エクスプローラーの選択情報は基本的に取得できない
PowerShell単体では、エクスプローラーの選択中のファイルを直接取得する方法は提供されていません。理由として、PowerShellは独立したプロセスであり、エクスプローラーのインスタンスや選択状態にアクセスする手段が標準では存在しないためです。
ただし、**Shell.Application COMオブジェクト**を利用することで、ある程度の制御や情報取得が可能になります。
Shell.Applicationを使って選択中のファイルを取得する
以下のスクリプトは、エクスプローラーのウィンドウで選択中のファイルを取得し、そのパスを出力する例です。
$shellApp = New-Object -ComObject Shell.Application
$explorerWindows = $shellApp.Windows()
foreach ($window in $explorerWindows) {
$selectedItems = $window.Document.SelectedItems()

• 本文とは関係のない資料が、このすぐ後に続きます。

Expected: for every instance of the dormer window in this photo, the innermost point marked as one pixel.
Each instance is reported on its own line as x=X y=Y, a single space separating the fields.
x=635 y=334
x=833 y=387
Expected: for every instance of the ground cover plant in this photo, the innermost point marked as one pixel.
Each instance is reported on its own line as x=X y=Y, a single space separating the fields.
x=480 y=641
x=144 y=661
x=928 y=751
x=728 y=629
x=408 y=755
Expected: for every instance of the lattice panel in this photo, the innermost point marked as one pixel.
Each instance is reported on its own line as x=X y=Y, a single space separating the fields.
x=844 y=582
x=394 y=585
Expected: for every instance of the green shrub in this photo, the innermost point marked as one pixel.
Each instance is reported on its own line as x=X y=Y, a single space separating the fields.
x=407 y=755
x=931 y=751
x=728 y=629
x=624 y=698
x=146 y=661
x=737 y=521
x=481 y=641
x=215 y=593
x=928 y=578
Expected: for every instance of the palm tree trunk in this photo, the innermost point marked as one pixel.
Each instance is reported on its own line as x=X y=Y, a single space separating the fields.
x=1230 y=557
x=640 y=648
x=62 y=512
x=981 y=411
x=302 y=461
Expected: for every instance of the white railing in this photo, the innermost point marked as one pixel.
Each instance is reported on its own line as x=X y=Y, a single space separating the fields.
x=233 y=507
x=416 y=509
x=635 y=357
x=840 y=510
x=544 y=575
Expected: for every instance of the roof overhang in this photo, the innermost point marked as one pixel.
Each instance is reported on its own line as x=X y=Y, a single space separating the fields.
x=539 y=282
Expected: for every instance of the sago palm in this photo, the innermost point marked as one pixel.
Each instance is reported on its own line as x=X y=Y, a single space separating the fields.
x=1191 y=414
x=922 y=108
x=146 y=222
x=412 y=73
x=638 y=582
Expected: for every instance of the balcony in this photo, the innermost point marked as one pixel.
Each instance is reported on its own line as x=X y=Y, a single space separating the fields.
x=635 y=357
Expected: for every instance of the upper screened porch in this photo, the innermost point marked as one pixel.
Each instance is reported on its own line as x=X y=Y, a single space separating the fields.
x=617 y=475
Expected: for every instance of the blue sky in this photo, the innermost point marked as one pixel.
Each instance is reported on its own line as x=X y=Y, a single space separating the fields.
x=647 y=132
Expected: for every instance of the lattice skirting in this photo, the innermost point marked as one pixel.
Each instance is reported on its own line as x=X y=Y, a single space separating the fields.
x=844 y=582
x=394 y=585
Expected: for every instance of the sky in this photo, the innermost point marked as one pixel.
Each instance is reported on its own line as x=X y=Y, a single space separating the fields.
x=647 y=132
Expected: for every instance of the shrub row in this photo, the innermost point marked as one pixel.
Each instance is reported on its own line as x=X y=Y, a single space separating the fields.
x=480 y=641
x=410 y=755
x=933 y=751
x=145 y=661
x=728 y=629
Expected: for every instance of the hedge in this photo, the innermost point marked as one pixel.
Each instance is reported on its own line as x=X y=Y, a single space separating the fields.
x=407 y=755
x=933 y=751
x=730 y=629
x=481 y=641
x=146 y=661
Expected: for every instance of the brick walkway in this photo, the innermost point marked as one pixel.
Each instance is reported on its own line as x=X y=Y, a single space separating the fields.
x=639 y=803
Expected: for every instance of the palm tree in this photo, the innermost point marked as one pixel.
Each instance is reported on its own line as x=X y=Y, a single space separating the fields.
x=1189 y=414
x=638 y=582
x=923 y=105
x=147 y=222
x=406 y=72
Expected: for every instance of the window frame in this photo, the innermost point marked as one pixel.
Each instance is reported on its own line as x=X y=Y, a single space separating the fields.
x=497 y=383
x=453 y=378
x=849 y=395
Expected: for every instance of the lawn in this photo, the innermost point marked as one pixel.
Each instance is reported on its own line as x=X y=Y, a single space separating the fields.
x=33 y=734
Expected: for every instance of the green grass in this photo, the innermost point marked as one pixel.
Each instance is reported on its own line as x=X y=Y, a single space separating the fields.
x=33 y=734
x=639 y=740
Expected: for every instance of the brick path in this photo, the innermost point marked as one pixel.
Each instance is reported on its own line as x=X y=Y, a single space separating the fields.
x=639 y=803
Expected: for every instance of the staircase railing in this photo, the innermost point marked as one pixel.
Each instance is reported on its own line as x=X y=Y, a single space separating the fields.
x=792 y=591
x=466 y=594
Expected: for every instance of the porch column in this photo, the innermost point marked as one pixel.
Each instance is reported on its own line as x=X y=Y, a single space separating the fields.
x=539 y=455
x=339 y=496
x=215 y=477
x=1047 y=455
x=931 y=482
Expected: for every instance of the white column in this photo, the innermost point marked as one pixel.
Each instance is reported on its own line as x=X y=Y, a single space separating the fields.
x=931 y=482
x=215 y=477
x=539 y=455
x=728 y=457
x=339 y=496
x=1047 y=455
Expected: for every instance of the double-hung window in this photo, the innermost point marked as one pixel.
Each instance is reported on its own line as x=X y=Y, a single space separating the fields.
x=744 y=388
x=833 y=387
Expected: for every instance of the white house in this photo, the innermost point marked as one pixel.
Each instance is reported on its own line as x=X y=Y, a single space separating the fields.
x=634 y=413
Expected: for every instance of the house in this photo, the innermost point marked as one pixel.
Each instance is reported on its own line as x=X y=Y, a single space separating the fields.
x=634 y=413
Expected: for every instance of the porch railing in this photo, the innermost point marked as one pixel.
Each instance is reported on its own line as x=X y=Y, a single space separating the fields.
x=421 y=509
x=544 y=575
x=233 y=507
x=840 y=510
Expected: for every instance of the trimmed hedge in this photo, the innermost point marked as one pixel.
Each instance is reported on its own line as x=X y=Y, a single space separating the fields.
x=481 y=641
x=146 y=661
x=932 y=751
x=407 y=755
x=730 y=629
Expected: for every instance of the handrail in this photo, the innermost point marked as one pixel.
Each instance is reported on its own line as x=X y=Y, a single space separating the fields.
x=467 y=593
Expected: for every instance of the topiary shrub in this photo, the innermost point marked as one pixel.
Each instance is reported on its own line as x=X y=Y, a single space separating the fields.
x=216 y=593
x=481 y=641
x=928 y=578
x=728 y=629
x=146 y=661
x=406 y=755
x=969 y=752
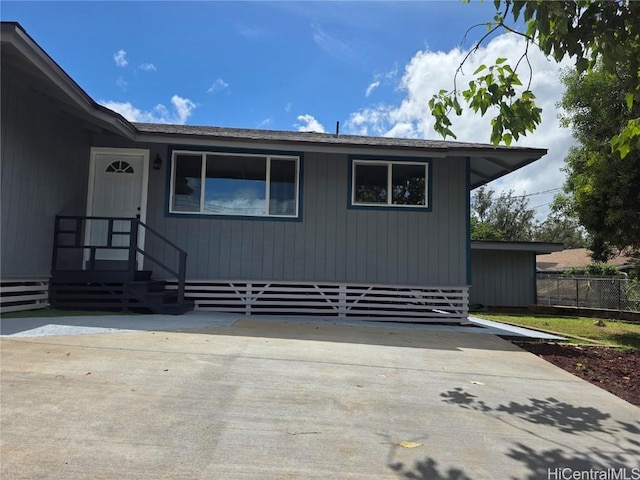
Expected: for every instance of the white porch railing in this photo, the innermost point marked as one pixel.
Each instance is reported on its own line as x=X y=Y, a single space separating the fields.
x=382 y=302
x=18 y=294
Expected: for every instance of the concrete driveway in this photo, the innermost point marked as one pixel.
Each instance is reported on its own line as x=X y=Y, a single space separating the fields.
x=276 y=400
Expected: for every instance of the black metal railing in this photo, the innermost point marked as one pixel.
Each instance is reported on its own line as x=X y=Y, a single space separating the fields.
x=76 y=228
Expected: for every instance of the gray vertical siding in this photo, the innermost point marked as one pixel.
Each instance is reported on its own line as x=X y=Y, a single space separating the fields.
x=502 y=278
x=332 y=243
x=44 y=170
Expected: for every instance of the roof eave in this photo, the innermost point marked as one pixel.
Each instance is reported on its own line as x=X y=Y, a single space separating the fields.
x=13 y=33
x=537 y=247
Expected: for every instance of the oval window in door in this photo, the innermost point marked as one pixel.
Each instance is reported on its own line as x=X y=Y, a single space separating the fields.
x=119 y=166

foreach ($item in $selectedItems) {
Write-Output $item.Path
}
}
このスクリプトでは、現在開いているすべてのエクスプローラーウィンドウを走査し、選択されているファイル・フォルダのパスを取得します。取得したファイルに対して、さらに処理を加えることが可能です。
取得したファイルに対して任意の処理を行う
たとえば、取得したファイルをバックアップフォルダにコピーしたい場合、以下のように処理を追加します。
$backupDir = "C:\Backup"
foreach ($window in $shellApp.Windows()) {
foreach ($item in $window.Document.SelectedItems()) {
$sourcePath = $item.Path
$fileName = [System.IO.Path]::GetFileName($sourcePath)
$destPath = Join-Path $backupDir $fileName
Copy-Item -Path $sourcePath -Destination $destPath -Force
Write-Host "Copied: $sourcePath to $destPath"
}
}
このように、選択中のファイルを対象にした自動処理も可能となります。
注意点と制限事項
この方法には以下のような注意点があります。
- PowerShellスクリプトは**ユーザーと同じセッションで実行する必要**があります(リモートや管理者セッションでは動作しないことがある)

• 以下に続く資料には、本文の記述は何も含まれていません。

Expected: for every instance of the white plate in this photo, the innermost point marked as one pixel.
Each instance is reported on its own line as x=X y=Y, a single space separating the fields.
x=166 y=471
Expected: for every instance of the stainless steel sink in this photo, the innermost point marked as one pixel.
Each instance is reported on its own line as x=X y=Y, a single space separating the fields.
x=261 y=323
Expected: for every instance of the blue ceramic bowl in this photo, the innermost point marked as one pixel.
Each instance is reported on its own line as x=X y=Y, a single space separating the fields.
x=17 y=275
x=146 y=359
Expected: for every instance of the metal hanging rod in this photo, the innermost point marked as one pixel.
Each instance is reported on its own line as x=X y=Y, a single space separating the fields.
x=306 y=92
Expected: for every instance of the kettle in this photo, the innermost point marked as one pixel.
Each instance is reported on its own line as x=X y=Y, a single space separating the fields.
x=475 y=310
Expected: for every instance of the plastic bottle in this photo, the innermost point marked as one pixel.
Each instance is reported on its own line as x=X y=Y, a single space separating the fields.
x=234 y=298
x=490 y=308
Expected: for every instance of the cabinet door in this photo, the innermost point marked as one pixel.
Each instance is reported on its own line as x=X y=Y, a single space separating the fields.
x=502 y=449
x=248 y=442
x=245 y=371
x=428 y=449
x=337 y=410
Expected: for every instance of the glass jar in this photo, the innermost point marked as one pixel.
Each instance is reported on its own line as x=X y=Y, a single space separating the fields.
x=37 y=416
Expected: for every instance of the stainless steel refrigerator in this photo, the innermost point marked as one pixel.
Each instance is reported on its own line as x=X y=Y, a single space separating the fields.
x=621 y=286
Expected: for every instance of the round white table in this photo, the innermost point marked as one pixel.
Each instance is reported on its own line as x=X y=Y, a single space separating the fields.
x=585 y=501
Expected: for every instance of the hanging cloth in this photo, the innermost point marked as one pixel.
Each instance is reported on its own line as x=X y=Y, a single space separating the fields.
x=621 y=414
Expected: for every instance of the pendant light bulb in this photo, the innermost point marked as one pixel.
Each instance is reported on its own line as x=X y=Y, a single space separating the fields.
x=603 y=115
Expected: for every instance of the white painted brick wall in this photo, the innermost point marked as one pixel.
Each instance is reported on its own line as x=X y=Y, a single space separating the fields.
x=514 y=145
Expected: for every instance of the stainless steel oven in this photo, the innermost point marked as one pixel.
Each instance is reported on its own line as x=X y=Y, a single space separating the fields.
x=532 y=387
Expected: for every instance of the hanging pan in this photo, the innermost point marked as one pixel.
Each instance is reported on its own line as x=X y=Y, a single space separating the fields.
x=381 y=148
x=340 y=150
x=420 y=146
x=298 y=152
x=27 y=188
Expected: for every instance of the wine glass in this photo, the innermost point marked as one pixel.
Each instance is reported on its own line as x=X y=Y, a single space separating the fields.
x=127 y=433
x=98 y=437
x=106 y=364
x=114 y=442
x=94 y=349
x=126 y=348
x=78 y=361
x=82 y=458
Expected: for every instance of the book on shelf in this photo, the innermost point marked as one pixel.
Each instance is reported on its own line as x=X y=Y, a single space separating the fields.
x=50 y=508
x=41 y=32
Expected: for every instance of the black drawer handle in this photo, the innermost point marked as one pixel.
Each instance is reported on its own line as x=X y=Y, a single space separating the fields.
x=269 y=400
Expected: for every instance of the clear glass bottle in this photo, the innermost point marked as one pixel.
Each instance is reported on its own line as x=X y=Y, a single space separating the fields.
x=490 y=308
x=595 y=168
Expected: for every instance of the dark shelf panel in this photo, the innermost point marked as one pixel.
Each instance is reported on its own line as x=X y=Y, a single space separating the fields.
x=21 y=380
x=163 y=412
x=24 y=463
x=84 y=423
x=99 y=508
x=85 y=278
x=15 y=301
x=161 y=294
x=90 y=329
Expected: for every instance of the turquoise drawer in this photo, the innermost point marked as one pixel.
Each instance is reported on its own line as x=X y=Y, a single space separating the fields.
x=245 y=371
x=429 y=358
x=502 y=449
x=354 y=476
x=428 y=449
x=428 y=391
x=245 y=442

- エクスプローラーが複数開いている場合、それぞれのウィンドウの選択内容を取得します
- 何も選択されていないウィンドウでは処理は行われません
まとめ
PowerShellでは標準機能としてエクスプローラーの選択情報を取得することはできませんが、Shell.Application COMオブジェクトを活用することで可能になります。この方法を活用すれば、ファイル操作の自動化やユーザー操作との連携が実現でき、より実用的なスクリプトを構築できます。